人間はなぜズルをする? そのメカニズムを明らかにする経済学の力
ズルを可視化する実験
ある実験で、主催者と524名の被験者がじゃんけんを行いました。被験者は自分の手は出さずに頭に思い浮かべてもらい、勝ち負けだけを申告してもらいました。一般的なじゃんけんの勝率は1/3、つまり約33%ですが、この実験では被験者の勝率が約46%に及びました。偶然勝率が13%も高くなることはほぼありえません。数にすると約70名がズル(不正)を行った可能性があります。このように実験でズルをする人は、現実社会でも不正欠勤や無賃乗車をする傾向にあることが、別の研究で明らかになっています。
ズルのメカニズム
じゃんけんの実験に工夫を加えて、被験者に「主催者より先に手を出しても、後で出しても良い」という条件を加えました。じゃんけんで先に手を出すと勝つことは難しくなりますが、ズルはできません。言い換えればズルをしない方法があると明示したことで、ズルは64%抑制されました。ほかにも、「8割の人はズルをしない」「若い人ほどズルをしやすい」という結果や、またズルをする人は「倫理的にはいけないことはわかっていても、合理性を優先させる」、反対にズルをしない人は「狡い行為をするなんて自尊心が許さない」と考えている傾向が明らかになりました。
ズルを深く知る
私たちの身近なところには、想像以上にたくさんのズルが行われています。
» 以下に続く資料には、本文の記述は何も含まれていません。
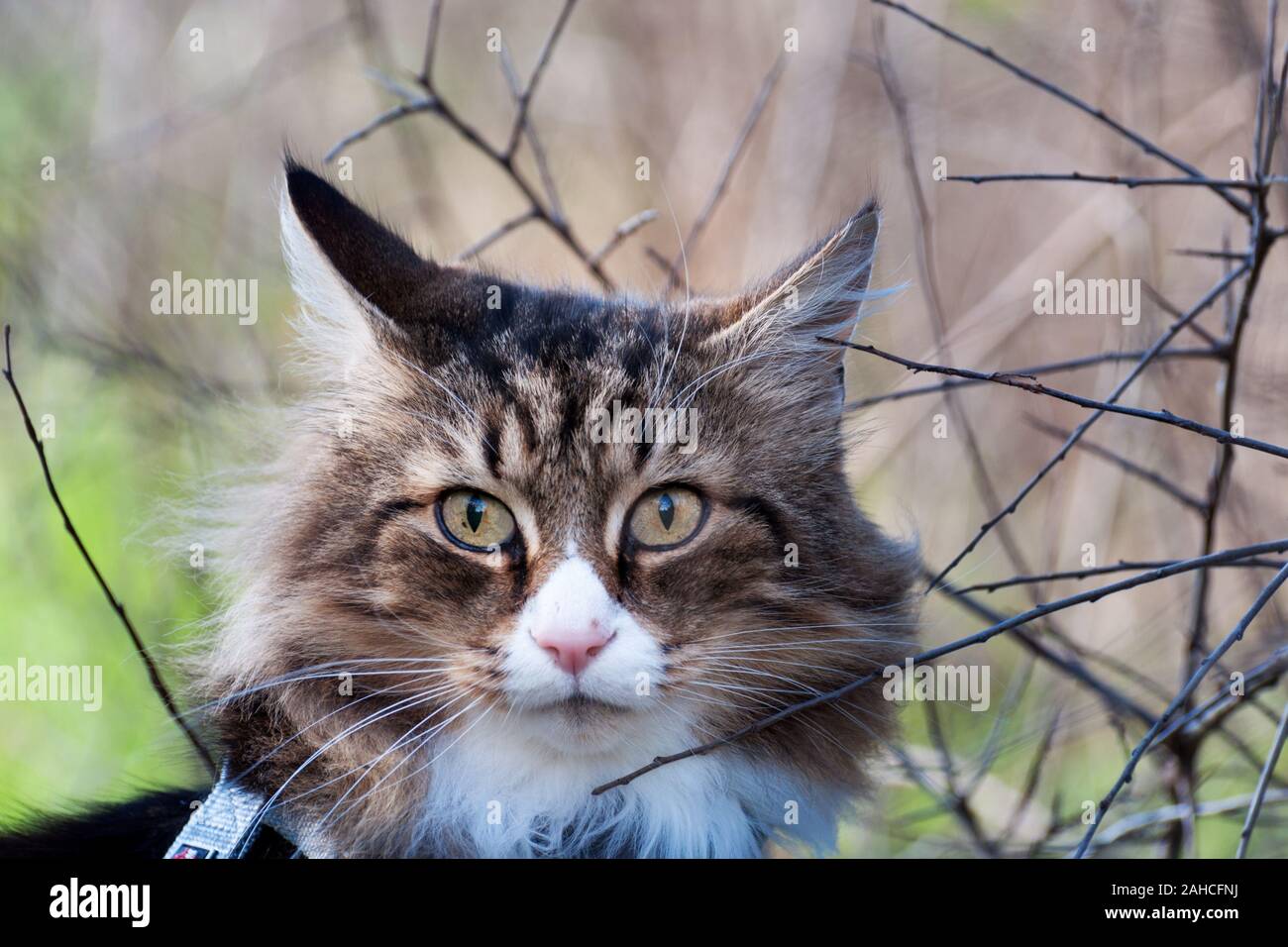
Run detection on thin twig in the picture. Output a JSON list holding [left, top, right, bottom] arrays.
[[666, 53, 787, 290], [4, 325, 218, 775], [872, 0, 1252, 215], [944, 171, 1261, 191], [845, 345, 1218, 411], [1024, 415, 1207, 513], [1074, 557, 1288, 858], [1234, 703, 1288, 858], [591, 540, 1288, 796], [818, 326, 1288, 459]]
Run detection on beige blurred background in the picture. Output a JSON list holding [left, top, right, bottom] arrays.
[[0, 0, 1288, 857]]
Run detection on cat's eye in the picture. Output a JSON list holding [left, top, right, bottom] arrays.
[[438, 489, 514, 553], [630, 487, 707, 549]]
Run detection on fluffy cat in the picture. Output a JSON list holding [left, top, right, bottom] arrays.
[[5, 159, 915, 857]]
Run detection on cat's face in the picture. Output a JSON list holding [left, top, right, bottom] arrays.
[[206, 168, 911, 860]]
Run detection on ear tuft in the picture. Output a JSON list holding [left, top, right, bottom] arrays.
[[282, 155, 439, 323], [730, 201, 881, 359]]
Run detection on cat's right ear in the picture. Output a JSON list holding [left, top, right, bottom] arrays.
[[280, 158, 443, 340]]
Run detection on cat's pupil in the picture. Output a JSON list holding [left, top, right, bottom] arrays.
[[465, 496, 486, 532], [657, 493, 675, 530]]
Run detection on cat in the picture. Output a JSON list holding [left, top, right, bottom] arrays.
[[0, 158, 917, 857]]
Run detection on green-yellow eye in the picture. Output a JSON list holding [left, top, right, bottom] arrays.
[[438, 489, 514, 553], [630, 487, 707, 549]]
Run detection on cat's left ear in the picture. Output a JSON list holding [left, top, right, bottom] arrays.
[[713, 201, 881, 386]]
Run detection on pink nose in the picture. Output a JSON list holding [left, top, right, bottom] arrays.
[[532, 622, 613, 677]]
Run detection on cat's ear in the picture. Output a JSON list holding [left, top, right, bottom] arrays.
[[715, 201, 881, 368], [280, 158, 443, 340]]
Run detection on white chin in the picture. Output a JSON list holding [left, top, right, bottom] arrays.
[[511, 699, 639, 756]]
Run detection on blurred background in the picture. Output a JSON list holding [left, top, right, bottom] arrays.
[[0, 0, 1288, 857]]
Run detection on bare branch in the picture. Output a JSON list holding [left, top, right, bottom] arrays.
[[935, 263, 1248, 592], [4, 325, 218, 775], [844, 345, 1219, 411], [505, 0, 577, 159], [1234, 703, 1288, 858], [944, 171, 1261, 191], [818, 326, 1288, 464], [1024, 415, 1211, 515], [590, 210, 657, 263], [666, 53, 787, 290], [591, 540, 1288, 796], [455, 207, 537, 263], [872, 0, 1252, 217], [1074, 557, 1288, 858]]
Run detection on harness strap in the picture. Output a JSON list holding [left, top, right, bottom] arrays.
[[164, 763, 330, 861]]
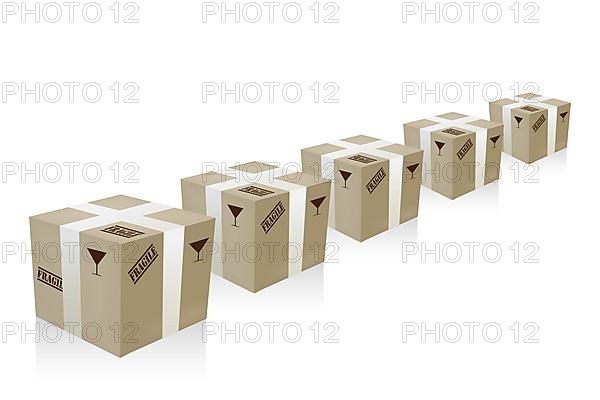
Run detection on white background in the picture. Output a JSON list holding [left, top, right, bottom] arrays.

しかしズルについて詳しく知っている人は多くありません。例えば会社のリモートワークでは、常にカメラをオンにして、社員がサボらないように監視するケースがあります。前述の実験でわかるように8割の人はズルをしないにもかかわらず、少数のズルをする人のせいで、大部分の人が余計な負担を強いられていることになります。
人間の行動や選択について考える経済学では、ズルについてもさまざまな視点から研究されています。ズルが起こるメカニズムや、効果的にズルを防ぐ方法を明らかにすることは、ズルとの「適切な向き合い方」を社会に示して生産性を上げるという意味でも、大きな意義をもっています。